Kuntadi · Selasa, 17 April 2018 - 21:32:00 WIB
2018, UGM Terima 2.141 Calon Mahasiswa Baru Lewat Jalur SNMPTN
Gedung Universitas Gadjah Mada (UGM) Yogyakarta. (Foto: ugm.ac.id)

YOGYAKARTA, iNews.id - Universitas Gadjah Mada (UGM) menyediakan kuota calon mahasiswa baru tahun akademik 2018 melalui jalur Seleksi Nasional Masuk Perguruan Tinggi Negeri (SNMPTN) sebanyak 2.141. Hingga saat ini, sudah sekitar 37.447 pelajar yang mendaftar untuk mengikuti seleksi di jalur tersebut.

Sebanyak 2.141 ini, terdiri atas kelompok program studi IPA/Saintek sebanyak 1.535 mahasiswa. Sementara untuk kelompok program studi IPS/Soshum sebanyak 606 mahasiswa.

“Hanya 5,72 persen pendaftar yang akhirnya diterima di UGM melalui jalur SNMPTN,” kata Wakil Rektor Bidang Pendidikan, Pengajaran dan Kemahasiswa (PPK) UGM, Djagal Wiseso Marseno, Selasa (17/4/2018).

Dari hasil evaluasi, untuk kelompok program studi (prodi) IPA/Saintek pada jalur SNMPTN peminat terbanyak yakni program studi farmasi, kedokteran, dan ilmu komputer. Sementara untuk kelompok program studi IPS/Soshum, yakni prodi manajemen, akuntansi, dan psikologi.

Prodi dengan selektivitas tinggi untuk kelompok program studi IPA/Saintek, yakni ilmu komputer, arsitektur, dan Kedokteran. Sementara untuk program studi IPS/Soshum, yaitu manajemen, Pariwisata, serta Bahasa dan Kebudayaan Korea.

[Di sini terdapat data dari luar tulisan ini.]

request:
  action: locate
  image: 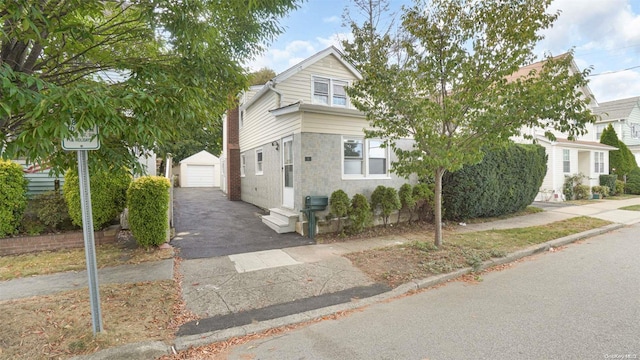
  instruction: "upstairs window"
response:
[313,77,347,106]
[342,138,389,178]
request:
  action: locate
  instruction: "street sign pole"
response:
[78,150,102,335]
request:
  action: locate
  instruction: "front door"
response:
[282,136,294,209]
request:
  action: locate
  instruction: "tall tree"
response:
[343,0,595,246]
[0,0,297,174]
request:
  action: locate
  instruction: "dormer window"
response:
[313,77,347,106]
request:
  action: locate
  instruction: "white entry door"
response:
[282,136,294,209]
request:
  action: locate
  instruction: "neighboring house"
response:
[221,47,415,232]
[173,150,220,187]
[593,96,640,164]
[511,55,616,201]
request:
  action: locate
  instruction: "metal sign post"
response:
[62,123,102,335]
[78,150,102,335]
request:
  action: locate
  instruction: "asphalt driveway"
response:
[171,188,314,259]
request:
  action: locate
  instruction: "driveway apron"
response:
[171,188,314,259]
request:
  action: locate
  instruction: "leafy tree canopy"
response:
[343,0,595,246]
[600,124,638,180]
[0,0,297,174]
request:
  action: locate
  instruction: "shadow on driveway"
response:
[171,188,314,259]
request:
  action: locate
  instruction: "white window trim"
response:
[240,154,247,177]
[311,75,350,108]
[593,151,605,174]
[340,136,391,180]
[256,148,264,175]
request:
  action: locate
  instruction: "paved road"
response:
[171,188,314,259]
[227,224,640,359]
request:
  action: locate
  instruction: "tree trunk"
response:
[433,168,445,248]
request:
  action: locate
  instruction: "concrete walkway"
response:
[0,198,640,359]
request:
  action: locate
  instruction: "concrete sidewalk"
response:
[0,198,640,359]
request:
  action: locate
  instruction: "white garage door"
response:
[186,165,215,187]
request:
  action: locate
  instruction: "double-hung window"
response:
[313,77,347,106]
[256,148,263,175]
[342,137,389,178]
[562,149,571,173]
[593,151,604,174]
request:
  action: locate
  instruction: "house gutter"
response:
[267,80,284,108]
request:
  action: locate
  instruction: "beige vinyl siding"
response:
[276,55,356,106]
[302,113,369,136]
[240,91,300,151]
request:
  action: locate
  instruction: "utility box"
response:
[304,196,329,211]
[300,196,329,239]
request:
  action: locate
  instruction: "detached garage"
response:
[180,150,220,187]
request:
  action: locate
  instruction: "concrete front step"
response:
[262,208,299,234]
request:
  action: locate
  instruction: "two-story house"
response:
[221,47,415,232]
[512,55,616,201]
[593,96,640,164]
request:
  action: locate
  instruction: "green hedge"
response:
[442,144,547,220]
[0,159,27,237]
[127,176,171,247]
[62,168,131,230]
[600,174,618,195]
[624,168,640,195]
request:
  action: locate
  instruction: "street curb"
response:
[73,224,625,360]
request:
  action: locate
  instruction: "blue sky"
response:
[249,0,640,102]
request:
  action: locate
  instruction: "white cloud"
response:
[589,70,640,102]
[322,15,340,23]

"Setelah ‎dinyatakan diterima di UGM, calon mahasiswa harus mengisi biodata melalui website resmi kami dan mengunggah dokumen yang disyaratkan pada 19 April 2018 sampai dengan 24 April 2018 jam 10.00 WIB,” ujar Djagal.

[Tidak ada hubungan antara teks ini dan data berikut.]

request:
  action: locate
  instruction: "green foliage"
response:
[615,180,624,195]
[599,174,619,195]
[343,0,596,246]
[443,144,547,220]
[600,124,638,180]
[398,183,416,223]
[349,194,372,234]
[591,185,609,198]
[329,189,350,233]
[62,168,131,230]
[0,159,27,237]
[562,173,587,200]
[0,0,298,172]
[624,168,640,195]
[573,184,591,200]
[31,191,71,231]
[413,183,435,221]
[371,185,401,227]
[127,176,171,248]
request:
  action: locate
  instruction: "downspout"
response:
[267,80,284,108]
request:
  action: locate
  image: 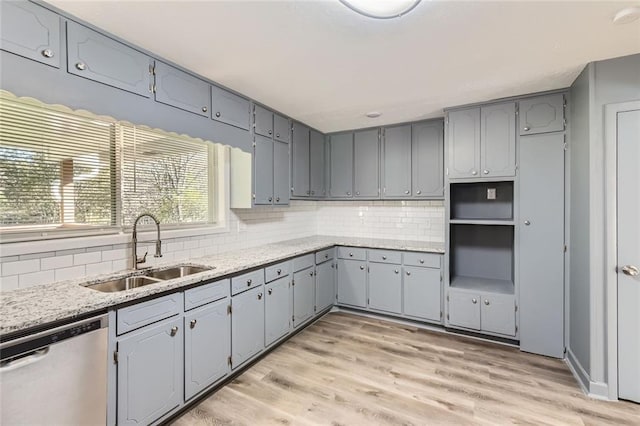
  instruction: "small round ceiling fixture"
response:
[340,0,420,19]
[613,6,640,25]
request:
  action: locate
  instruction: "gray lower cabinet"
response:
[184,298,231,401]
[353,129,380,198]
[117,316,184,425]
[67,21,152,97]
[264,277,291,346]
[402,266,442,321]
[336,259,367,308]
[0,1,62,68]
[368,263,402,314]
[253,135,274,205]
[329,132,353,198]
[292,266,316,328]
[153,61,211,117]
[316,259,336,312]
[382,124,411,198]
[231,286,264,369]
[211,86,251,130]
[519,93,565,135]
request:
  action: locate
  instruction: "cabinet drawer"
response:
[184,280,229,311]
[369,250,402,265]
[404,252,442,268]
[264,262,291,283]
[116,293,183,335]
[293,253,315,272]
[338,247,367,260]
[316,247,335,265]
[231,269,264,295]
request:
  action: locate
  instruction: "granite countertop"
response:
[0,236,444,336]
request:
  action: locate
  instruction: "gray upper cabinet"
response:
[211,86,251,130]
[382,125,411,198]
[67,21,151,97]
[253,105,273,138]
[253,135,274,205]
[480,102,516,177]
[329,132,353,198]
[184,298,231,400]
[411,121,444,198]
[447,108,480,179]
[291,122,313,197]
[273,141,291,205]
[117,317,184,425]
[309,130,327,197]
[154,62,211,117]
[273,114,291,143]
[0,1,61,68]
[520,94,565,135]
[353,129,380,198]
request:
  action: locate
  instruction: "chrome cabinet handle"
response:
[622,265,640,277]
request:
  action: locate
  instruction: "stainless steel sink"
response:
[145,265,213,280]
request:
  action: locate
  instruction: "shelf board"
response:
[449,275,515,294]
[449,219,515,225]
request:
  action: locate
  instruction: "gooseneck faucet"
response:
[132,213,162,269]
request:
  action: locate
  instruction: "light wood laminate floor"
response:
[175,312,640,425]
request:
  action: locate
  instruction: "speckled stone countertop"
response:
[0,236,444,336]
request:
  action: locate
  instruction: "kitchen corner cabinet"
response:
[67,21,152,98]
[117,317,184,425]
[0,1,62,68]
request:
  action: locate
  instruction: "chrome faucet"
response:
[132,213,162,269]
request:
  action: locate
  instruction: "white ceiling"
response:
[48,0,640,132]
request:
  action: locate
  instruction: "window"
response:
[0,91,216,240]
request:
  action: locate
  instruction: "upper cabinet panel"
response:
[154,62,210,117]
[211,86,251,130]
[67,22,150,97]
[520,94,564,135]
[0,1,60,68]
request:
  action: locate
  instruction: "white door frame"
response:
[604,101,640,400]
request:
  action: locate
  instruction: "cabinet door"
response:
[411,121,444,198]
[291,123,314,197]
[264,277,291,346]
[329,133,353,198]
[184,298,231,400]
[480,294,516,336]
[253,136,274,205]
[155,62,210,117]
[253,105,273,138]
[520,94,564,135]
[382,125,411,198]
[447,108,480,179]
[447,290,480,330]
[316,260,336,312]
[403,266,442,321]
[67,21,151,98]
[309,130,327,197]
[292,267,316,328]
[273,114,291,143]
[273,141,290,205]
[353,129,380,198]
[117,318,184,425]
[480,102,516,177]
[336,259,367,308]
[0,1,61,68]
[211,86,251,130]
[231,286,264,369]
[369,263,402,314]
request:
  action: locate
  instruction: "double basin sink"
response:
[87,265,214,293]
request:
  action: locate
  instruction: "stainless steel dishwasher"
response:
[0,315,108,425]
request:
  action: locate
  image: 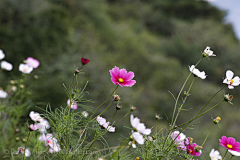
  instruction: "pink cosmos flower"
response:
[219,136,240,152]
[109,66,136,87]
[26,57,40,68]
[29,124,39,131]
[171,131,187,151]
[187,143,202,156]
[81,58,90,65]
[67,99,78,110]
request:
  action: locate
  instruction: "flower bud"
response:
[224,94,233,104]
[113,94,121,101]
[130,106,137,112]
[213,117,221,124]
[116,105,122,110]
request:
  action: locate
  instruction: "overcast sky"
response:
[208,0,240,40]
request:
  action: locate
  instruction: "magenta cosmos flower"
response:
[187,143,202,156]
[26,57,40,68]
[219,136,240,152]
[81,58,90,65]
[109,66,136,87]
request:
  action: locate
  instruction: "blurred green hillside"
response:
[0,0,240,158]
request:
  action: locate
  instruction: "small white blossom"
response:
[37,119,50,133]
[203,46,216,57]
[209,149,222,160]
[223,70,240,89]
[0,89,8,98]
[189,65,207,79]
[1,61,13,71]
[130,114,151,135]
[0,49,5,60]
[19,63,33,74]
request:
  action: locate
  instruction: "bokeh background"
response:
[0,0,240,158]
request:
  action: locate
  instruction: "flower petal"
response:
[226,70,234,80]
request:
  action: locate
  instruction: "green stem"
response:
[171,57,203,125]
[162,57,203,149]
[115,111,131,124]
[177,100,225,127]
[222,150,228,160]
[202,123,215,147]
[90,85,119,117]
[108,138,129,160]
[23,130,31,160]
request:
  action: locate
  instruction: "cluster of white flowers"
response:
[97,116,115,132]
[130,114,151,148]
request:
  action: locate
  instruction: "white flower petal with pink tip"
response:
[0,49,5,60]
[1,61,13,71]
[0,89,8,98]
[19,63,33,74]
[223,70,240,89]
[132,132,144,144]
[130,114,151,135]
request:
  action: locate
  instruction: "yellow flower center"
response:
[227,144,232,148]
[118,78,123,83]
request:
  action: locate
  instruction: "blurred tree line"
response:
[0,0,240,156]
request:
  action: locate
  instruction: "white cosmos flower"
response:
[1,61,13,71]
[203,46,216,57]
[189,65,207,79]
[37,119,50,133]
[0,49,5,60]
[19,63,33,74]
[130,114,151,135]
[223,70,240,89]
[0,89,8,98]
[209,149,222,160]
[228,150,240,156]
[29,111,44,122]
[132,132,144,144]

Karena itu, dia meminta calon mahasiswa agar mempersiapkan dokumen yang akan diunggah. Ini penting agar mereka dapat menyelesaikan pengisian biodata dengan baik pada waktu yang telah ditentukan.

Selain itu, calon mahasiswa juga wajib mengikuti Academic English Proficiency Test (AcEPT) pada 8 Mei 2018 di kampus UGM sebagai salah satu syarat registrasi. Lokasi dan waktu tes dapat dilihat melalui akun yang dimiliki masing-masing calon mahasiswa.

Calon mahasiswa yang tidak mengunggah data sampai dengan 24 April 2018 jam 10.00 WIB, dianggap melepaskan haknya sebagai mahasiswa UGM di Tahun Akademik 2018/2019. "Kalau sampai batas akhir tidak registrasi berarti akan dicoret dari daftar mahasiswa,” tuturnya.